Das Beratungsverfahren geht zurück auf einen Antrag der Kassenärztlichen Vereinigung Sachsen aus dem Jahr 2012, der durch das Plenum am 19. Juni 2014 angenommen wurde.

Der G-BA kommt zu dem Schluss, dass die UV-Vernetzung mit Riboflavin bei Patientinnen und Patienten mit Keratokonus erbracht werden darf, bei denen folgende Kriterien vorliegen:

•    subjektive Sehverschlechterung,

•    Feststellung einer Progredienz des Keratokonus innerhalb der letzten 12 Monate vor Indikationsstellung zur Hornhautvernetzung anhand mindestens eines der folgenden Kriterien

•    Zunahme der maximalen Hornhautbrechkraft um ≥ 1 dpt,

•    Zunahme des durch die subjektive Refraktion bestimmten Astigmatismus um ≥ 1 dpt,

•    Abnahme der Basiskurve der bestsitzenden Kontaktlinse um ≥ 0,1 mm

•    und eine mittels Hornhauttomographie bestimmte Hornhautdicke an der dünns-ten Stelle bei Beginn der Bestrahlung von mindestens 400 μm. 

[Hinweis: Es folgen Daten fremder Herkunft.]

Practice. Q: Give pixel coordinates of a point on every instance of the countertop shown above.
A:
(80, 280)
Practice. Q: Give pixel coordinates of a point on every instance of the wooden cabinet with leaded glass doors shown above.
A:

Die Beschlussdokumente sind auf der Internetseite des G-BA abrufbar:

https://www.g-ba.de/informationen/beschluesse/3417/

Der Beschluss bedarf noch der Überprüfung durch das Bundesministerium für Gesundheit und wird im Falle einer Nichtbeanstandung am Tag nach der Veröffentlichung im Bundesanzeiger in Kraft treten.